Diffusion models are neural networks trained to remove “noise”—random perturbations added to data—from their input. Given a random mess of pixels, a diffusion model will try to turn it into a recognizable image.
In Chroma, noise is added by unraveling the amino acid chains that a protein is made from. Given a random clump of these chains, Chroma tries to put them together to form a protein. Guided by specified constraints on what the result should look like, Chroma can generate novel proteins with specific properties.
Baker’s team takes a different approach, though the end results are similar. Its diffusion model starts with an even more scrambled structure. Another key difference is that RoseTTAFold Diffusion uses information about how the pieces of a protein fit together provided by a separate neural network trained to predict protein structure (as DeepMind’s AlphaFold does). This guides the overall generative process.
Generate Biomedicines and Baker’s team both show off an impressive array of results. They are able to generate proteins with multiple degrees of symmetry, including proteins that are circular, triangular, or hexagonal. To illustrate the versatility of their program, Generate Biomedicines generated proteins shaped like the 26 letters of the Latin alphabet and the numerals 0 to 10. Both teams can also generate pieces of proteins, matching new parts to existing structures.
Most of these demonstrated structures would serve no purpose in practice. But because a protein’s function is determined by its shape, being able to generate different structures on demand is crucial.
Generating strange designs on a computer is one thing. But the goal is to turn these designs into real proteins. To test whether Chroma produced designs that could be made, Generate Biomedicines took the sequences for some of its designs—the amino acid strings that make up the protein—and ran them through another AI program. They found that 55% of them would be predicted to fold into the structure generated by Chroma, which suggests that these are designs for viable proteins.
Baker’s team ran a similar test. But Baker and his colleagues have gone a lot further than Generate Biomedicines in evaluating their model.

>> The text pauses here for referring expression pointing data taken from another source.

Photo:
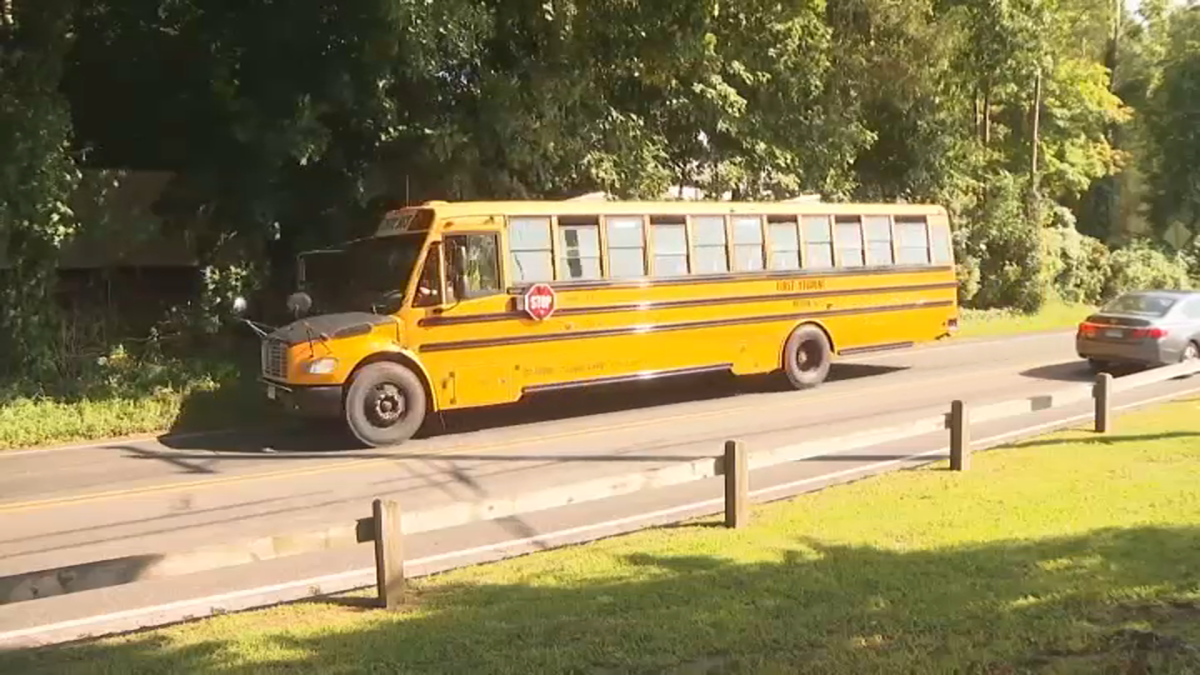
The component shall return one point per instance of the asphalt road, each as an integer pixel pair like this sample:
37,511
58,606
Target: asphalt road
83,503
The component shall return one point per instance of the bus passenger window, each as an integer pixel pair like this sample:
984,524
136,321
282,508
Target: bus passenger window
670,242
748,244
529,249
817,243
784,245
627,248
879,240
579,245
940,240
429,285
912,244
708,245
849,236
480,262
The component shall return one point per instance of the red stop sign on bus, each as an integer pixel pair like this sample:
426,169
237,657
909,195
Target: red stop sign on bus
540,302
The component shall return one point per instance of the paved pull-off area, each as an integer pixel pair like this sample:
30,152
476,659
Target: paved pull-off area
75,505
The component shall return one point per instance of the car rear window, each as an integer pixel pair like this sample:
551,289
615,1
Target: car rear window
1141,304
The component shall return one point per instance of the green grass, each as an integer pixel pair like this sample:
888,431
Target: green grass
1066,554
125,396
999,323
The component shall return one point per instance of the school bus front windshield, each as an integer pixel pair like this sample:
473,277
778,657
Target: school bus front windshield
370,275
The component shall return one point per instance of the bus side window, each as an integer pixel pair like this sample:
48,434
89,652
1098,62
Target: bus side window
940,243
531,255
912,240
877,231
709,255
783,243
669,237
579,248
477,263
748,244
849,236
627,248
429,286
817,243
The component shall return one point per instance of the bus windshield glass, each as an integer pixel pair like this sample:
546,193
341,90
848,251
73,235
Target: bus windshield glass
369,275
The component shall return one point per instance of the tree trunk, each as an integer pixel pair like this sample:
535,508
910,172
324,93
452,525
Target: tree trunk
1035,199
987,114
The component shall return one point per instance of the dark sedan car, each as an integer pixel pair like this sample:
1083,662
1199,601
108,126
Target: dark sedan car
1146,328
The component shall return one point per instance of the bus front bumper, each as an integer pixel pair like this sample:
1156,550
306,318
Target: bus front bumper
309,401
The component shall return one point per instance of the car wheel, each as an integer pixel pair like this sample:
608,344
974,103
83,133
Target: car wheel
1191,352
385,405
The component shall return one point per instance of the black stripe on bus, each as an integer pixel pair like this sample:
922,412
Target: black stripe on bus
667,327
511,315
873,348
625,378
768,275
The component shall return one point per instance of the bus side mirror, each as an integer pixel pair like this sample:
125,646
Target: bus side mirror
299,303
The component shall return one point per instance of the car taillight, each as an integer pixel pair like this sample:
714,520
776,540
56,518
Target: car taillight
1151,333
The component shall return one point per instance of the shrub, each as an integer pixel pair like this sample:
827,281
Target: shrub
1077,266
1141,266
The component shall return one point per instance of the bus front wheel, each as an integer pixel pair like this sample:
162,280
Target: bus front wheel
385,404
807,357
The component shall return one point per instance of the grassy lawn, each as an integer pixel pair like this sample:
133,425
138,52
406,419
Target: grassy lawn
1066,554
999,323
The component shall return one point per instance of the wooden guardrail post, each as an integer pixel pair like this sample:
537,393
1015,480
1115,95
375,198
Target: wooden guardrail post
1103,395
960,437
389,543
737,484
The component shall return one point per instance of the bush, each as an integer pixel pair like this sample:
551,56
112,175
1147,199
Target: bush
1003,250
1140,266
1077,266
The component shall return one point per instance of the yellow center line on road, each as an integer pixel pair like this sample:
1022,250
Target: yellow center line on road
183,485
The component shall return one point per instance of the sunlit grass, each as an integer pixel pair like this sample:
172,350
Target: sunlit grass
1000,323
1067,554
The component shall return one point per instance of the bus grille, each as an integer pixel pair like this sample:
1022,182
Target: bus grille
275,359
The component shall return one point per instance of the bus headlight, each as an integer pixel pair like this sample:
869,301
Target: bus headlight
322,366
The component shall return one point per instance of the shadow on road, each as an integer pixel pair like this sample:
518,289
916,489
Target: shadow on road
298,436
1075,371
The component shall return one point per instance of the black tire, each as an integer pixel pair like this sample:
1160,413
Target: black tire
385,405
807,357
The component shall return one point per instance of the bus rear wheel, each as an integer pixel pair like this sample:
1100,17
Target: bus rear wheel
807,357
385,405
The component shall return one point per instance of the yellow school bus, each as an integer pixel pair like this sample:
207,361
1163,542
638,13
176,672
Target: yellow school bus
455,305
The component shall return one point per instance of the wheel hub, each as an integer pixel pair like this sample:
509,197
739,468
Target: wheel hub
388,404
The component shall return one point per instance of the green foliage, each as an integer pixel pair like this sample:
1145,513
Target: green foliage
36,178
1140,266
1174,127
127,392
1006,248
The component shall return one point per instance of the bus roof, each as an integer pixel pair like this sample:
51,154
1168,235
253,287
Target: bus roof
571,207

They have created some of RoseTTAFold Diffusion’s designs in their lab. (Generate Biomedicines says that it is also doing lab tests but is not yet ready to share results.) “This is more than just proof of concept,” says Trippe. “We’re actually using this to make really great proteins.”
A protein structure generated by RoseTTAFold Diffusion that binds to the SARS-CoV-2 spike protein
For Baker, the headline result is the generation of a new protein that attaches to the parathyroid hormone, which controls calcium levels in the blood. “We basically gave the model the hormone and nothing else and told it to make a protein that binds to it,” he says. When they tested the novel protein in the lab, they found that it attached to the hormone more tightly than anything that could have been generated using other computational methods—and more tightly than existing drugs. “It came up with this protein design out of thin air,” says Baker.
Grigoryan acknowledges that inventing new proteins is just the first step of many. We’re a drug company, he says. “At the end of the day what matters is whether we can make medicines that work or not.” Protein based drugs need to be manufactured in large numbers, then tested in the lab and finally in humans. This can take years. But he thinks that his company and others will find ways for AI to speed up those steps up as well.
“The rate of scientific progress comes in fits and starts,” says Baker. “But right now we’re in the middle of what can only be called a technological revolution.”